Primary Outcome Measures

1. Vaccine Efficacy: Malaria infection by PCR in Groups 1 and 4 [Start of active detection of infection phase at approximately week 30 until up to 77 weeks.]

   The time to first malaria infection by PCR after completing vaccination in Groups 1 and 4.

Secondary Outcome Measures

1. Vaccine Efficacy: Malaria infection by PCR in Groups 2 and 5 [Start of active detection of infection phase at approximately week 30 until up to 77 weeks.]

   The time to first malaria infection by PCR after completing vaccination in Groups 2 and 5.

2. Safety parameters: Incidence of Serious Adverse Events (SAEs) as assessed by meeting SAE definition per protocol [From Dose 1 to study conclusion.]

   Frequency count and proportion of subjects reporting serious adverse events (SAEs) during the whole study period. SAEs are defined as adverse events which: Results in death, Is life-threatening, Results in disability/incapacity, Requires hospitalization or prolongation of existing hospitalization, Results in disability/incapacity. Results in a congenital anomaly and / or birth defect.

3. Safety parameters: Incidence of solicited local and systemic adverse events as assessed by definition of events per protocol [Within 7 days after each vaccination.]
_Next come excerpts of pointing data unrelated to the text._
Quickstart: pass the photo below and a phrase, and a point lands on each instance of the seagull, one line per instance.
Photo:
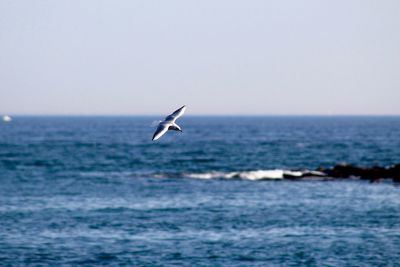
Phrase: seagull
(169, 123)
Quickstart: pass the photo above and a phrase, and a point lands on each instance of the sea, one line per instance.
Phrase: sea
(96, 191)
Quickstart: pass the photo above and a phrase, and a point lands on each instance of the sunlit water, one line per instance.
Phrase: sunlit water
(98, 192)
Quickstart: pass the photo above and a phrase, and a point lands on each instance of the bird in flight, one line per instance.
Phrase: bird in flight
(169, 123)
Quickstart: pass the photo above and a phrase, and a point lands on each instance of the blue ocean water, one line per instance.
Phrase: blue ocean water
(96, 191)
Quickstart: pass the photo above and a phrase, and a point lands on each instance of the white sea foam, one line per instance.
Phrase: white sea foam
(247, 175)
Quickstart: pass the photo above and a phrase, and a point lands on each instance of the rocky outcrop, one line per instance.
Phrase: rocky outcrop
(372, 173)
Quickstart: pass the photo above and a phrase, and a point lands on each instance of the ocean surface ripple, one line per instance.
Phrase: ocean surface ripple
(96, 191)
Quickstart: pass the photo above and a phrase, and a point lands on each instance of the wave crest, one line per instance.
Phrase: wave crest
(276, 174)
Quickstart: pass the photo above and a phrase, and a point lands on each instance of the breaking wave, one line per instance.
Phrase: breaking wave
(276, 174)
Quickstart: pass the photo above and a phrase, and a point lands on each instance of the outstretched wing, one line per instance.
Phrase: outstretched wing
(177, 113)
(161, 130)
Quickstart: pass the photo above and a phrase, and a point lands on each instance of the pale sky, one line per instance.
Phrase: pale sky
(216, 56)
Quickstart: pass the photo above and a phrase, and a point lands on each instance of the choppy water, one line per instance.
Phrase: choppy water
(97, 192)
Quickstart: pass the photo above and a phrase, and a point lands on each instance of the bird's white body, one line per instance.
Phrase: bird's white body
(169, 123)
(7, 118)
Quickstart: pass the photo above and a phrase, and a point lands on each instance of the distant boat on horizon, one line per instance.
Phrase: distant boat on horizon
(7, 118)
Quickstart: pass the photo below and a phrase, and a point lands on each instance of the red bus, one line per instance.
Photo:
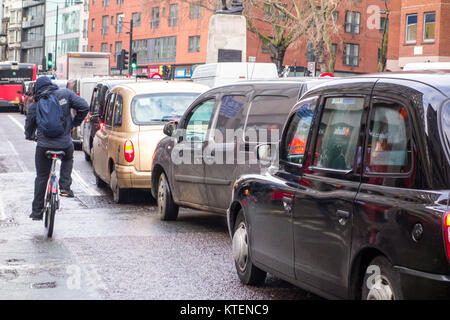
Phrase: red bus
(12, 82)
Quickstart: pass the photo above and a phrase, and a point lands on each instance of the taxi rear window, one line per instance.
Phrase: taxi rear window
(445, 125)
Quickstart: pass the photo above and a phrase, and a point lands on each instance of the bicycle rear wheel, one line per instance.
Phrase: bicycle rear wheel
(50, 219)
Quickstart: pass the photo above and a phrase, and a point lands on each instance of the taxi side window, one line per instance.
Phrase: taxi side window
(297, 133)
(110, 110)
(389, 144)
(198, 121)
(118, 111)
(338, 133)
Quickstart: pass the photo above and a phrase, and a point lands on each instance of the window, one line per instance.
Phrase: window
(338, 133)
(118, 48)
(197, 125)
(173, 15)
(110, 111)
(351, 55)
(352, 22)
(194, 44)
(151, 108)
(389, 147)
(297, 133)
(310, 57)
(105, 20)
(445, 125)
(335, 15)
(411, 28)
(195, 10)
(428, 30)
(119, 23)
(267, 114)
(155, 17)
(118, 111)
(136, 19)
(230, 116)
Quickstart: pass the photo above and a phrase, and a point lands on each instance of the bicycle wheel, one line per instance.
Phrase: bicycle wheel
(51, 215)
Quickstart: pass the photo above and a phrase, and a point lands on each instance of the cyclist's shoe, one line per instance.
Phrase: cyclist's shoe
(66, 193)
(36, 215)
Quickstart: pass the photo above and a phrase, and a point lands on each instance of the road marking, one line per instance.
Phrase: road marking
(84, 184)
(2, 211)
(20, 125)
(19, 161)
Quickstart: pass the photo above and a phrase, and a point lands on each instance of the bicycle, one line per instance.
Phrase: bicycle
(51, 199)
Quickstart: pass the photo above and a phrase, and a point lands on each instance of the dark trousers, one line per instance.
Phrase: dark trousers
(43, 167)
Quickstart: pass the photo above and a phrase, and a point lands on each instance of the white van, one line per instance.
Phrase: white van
(422, 66)
(222, 73)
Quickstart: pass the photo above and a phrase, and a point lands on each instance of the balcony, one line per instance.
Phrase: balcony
(30, 3)
(32, 44)
(36, 21)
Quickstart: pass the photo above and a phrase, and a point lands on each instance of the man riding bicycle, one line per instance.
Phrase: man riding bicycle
(51, 95)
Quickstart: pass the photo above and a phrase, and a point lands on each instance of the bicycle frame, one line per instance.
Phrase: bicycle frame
(52, 185)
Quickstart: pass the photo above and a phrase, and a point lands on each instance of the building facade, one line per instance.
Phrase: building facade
(71, 33)
(419, 33)
(33, 22)
(12, 27)
(176, 33)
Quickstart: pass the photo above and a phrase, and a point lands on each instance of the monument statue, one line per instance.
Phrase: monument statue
(236, 7)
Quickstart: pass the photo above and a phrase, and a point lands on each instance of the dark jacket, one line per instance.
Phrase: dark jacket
(67, 99)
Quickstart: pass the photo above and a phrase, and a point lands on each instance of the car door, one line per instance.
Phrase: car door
(270, 217)
(324, 203)
(221, 158)
(187, 155)
(101, 142)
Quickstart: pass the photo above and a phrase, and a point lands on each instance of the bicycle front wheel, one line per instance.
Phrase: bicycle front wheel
(51, 215)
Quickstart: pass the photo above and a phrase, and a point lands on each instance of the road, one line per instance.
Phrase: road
(101, 250)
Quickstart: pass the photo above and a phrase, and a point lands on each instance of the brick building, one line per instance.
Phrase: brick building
(419, 32)
(176, 33)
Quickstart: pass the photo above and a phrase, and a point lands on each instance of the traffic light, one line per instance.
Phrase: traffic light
(166, 72)
(124, 58)
(134, 60)
(120, 61)
(49, 60)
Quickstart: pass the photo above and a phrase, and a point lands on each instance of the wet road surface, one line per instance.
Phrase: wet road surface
(101, 250)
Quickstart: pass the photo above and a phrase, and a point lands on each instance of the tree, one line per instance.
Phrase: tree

   Frequency count and proportion of subjects reporting solicited local and systemic adverse events within 7 days after each vaccination. Local (injection site) adverse events are defined as: Pain at injection site Swelling at injection site Systemic adverse events are defined as: Fever (temperature >37.5 C) Headache Gastrointestinal problems Fatigue Muscle ache

4. Safety parameters: Incidence of unsolicited adverse events as assessed by definition of events per protocol [Within 28 days after each vaccination.]
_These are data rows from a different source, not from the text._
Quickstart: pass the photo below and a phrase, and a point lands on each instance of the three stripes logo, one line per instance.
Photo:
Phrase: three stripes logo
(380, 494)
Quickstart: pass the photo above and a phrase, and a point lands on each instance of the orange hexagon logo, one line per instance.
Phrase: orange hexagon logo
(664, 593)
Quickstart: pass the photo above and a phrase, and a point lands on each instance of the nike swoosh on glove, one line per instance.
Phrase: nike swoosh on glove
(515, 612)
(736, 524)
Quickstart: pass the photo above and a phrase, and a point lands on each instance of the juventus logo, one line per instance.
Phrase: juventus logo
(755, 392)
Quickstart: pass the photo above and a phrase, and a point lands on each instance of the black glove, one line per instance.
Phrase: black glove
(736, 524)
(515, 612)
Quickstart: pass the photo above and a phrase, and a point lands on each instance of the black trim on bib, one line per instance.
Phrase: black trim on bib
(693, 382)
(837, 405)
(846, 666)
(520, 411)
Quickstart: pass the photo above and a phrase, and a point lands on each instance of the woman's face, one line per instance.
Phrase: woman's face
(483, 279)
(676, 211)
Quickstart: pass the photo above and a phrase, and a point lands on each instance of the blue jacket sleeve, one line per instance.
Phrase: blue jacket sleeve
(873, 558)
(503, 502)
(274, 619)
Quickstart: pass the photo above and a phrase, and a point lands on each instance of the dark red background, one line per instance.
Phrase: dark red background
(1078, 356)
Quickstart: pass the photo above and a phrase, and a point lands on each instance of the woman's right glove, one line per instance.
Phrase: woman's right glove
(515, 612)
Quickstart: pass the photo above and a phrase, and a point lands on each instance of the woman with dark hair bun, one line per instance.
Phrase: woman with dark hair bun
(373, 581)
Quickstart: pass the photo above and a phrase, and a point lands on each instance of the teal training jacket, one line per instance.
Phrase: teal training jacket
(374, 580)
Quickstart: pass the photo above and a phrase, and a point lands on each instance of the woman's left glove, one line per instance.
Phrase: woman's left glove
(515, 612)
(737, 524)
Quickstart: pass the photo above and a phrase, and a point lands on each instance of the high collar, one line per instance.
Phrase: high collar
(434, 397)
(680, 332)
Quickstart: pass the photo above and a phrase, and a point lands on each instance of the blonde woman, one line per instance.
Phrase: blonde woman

   Frequency count and proportion of subjects reporting unsolicited adverse events within 28 days after each vaccination. An adverse event is defined as any untoward medical occurrence in a study participant, temporally associated with the use of a medicinal product, whether or not considered related to the medicinal product, or temporally associated with a study procedure.

5. Immunogenicity: Anti-circumsporozoite (CS) antibody [Specific timepoints up to 53 weeks.]

   Anti-circumsporozoite (CS) antibody levels and avidity at specified time points.

6. Immunogenicity: Hepatitis B surface antibody (HBsAb) [Specific timepoints up to 53 weeks.]

   Hepatitis B surface antibody (HBsAb) levels at specified time points.

Other Outcome Measures

1. Exploratory: Anti-rabies antibodies [Specified timepoints up to 32 weeks.]

   Anti-rabies antibodies at specified timepoints in a subset of subjects in Groups 4 and 5.

2. Exploratory: Cell-mediated immune responses [Specified timepoints up to 32 weeks.]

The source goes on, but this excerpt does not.